Realtime Web Apps and Dashboards for Python and R

H2O Wave lets you build real-time browser dashboards entirely in Python or R — no HTML, CSS, or JavaScript required. The Go process handles state sync and WebSocket brokering; your Python app just pushes card updates to it. It's aimed at data scientists and ML engineers who want interactive UIs without frontend skills.

The Go server architecture is genuinely clever — because state lives server-side and gets pushed to browsers over WebSocket, you can update a live dashboard from any async background task without wrestling with threading or SSE boilerplate. The 250+ working examples cover almost every component type, which makes it fast to prototype. R support is rare in this space — Shiny is the only real competition there, and Wave's layout system is more flexible. The FedRAMP compliance angle is a real differentiator for anyone building internal government or enterprise tooling.

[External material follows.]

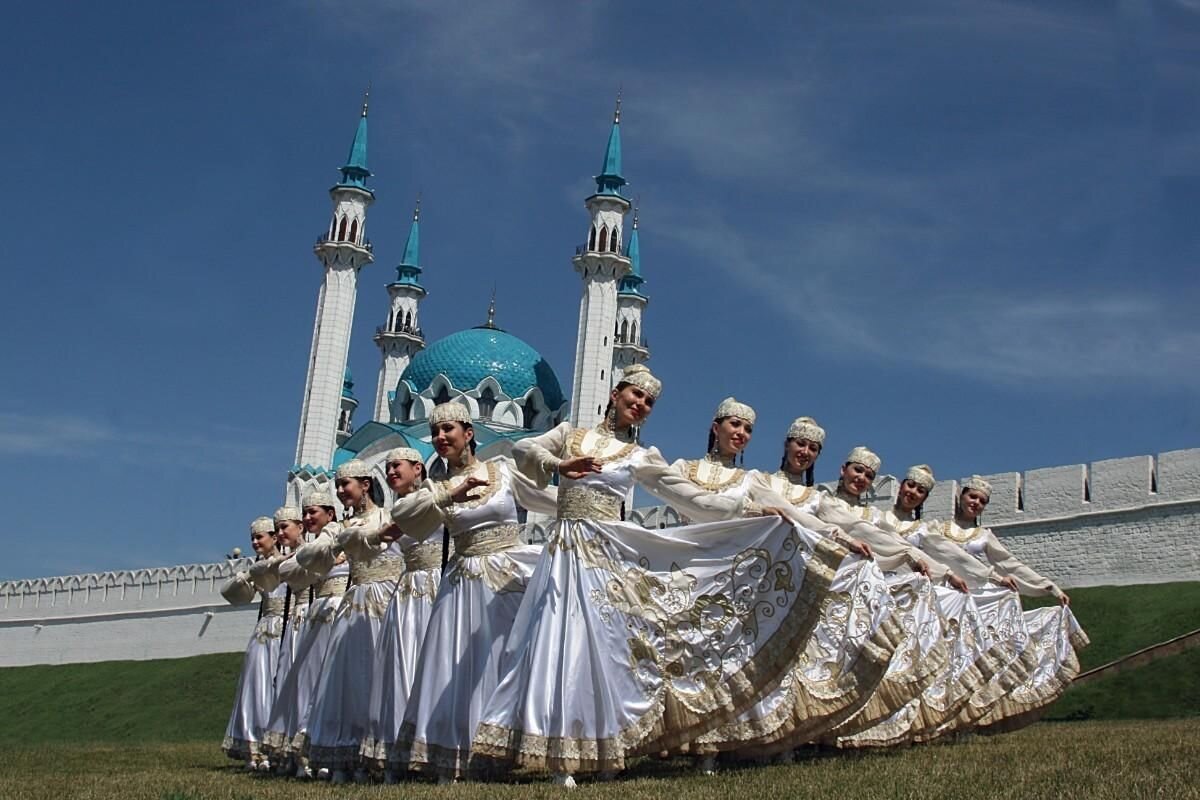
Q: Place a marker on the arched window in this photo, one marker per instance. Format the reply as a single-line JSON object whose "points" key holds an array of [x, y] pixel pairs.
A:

The 'no frontend knowledge required' pitch breaks the moment you need anything outside the 80 built-in components — custom components require TypeScript and a build step, which defeats the whole pitch for most users. Running the app requires the Wave binary as a sidecar process alongside your Python script; deployment is messier than Streamlit or Gradio where it's just a single pip install. Community traction is weak — 4000 stars after five years puts it well behind Streamlit, Gradio, and even Dash, which means fewer Stack Overflow answers and a thinner ecosystem of community extensions. The tight coupling to H2O's own cloud platform shows through in the docs and examples in ways that make the open-source self-hosted path feel like a second-class citizen.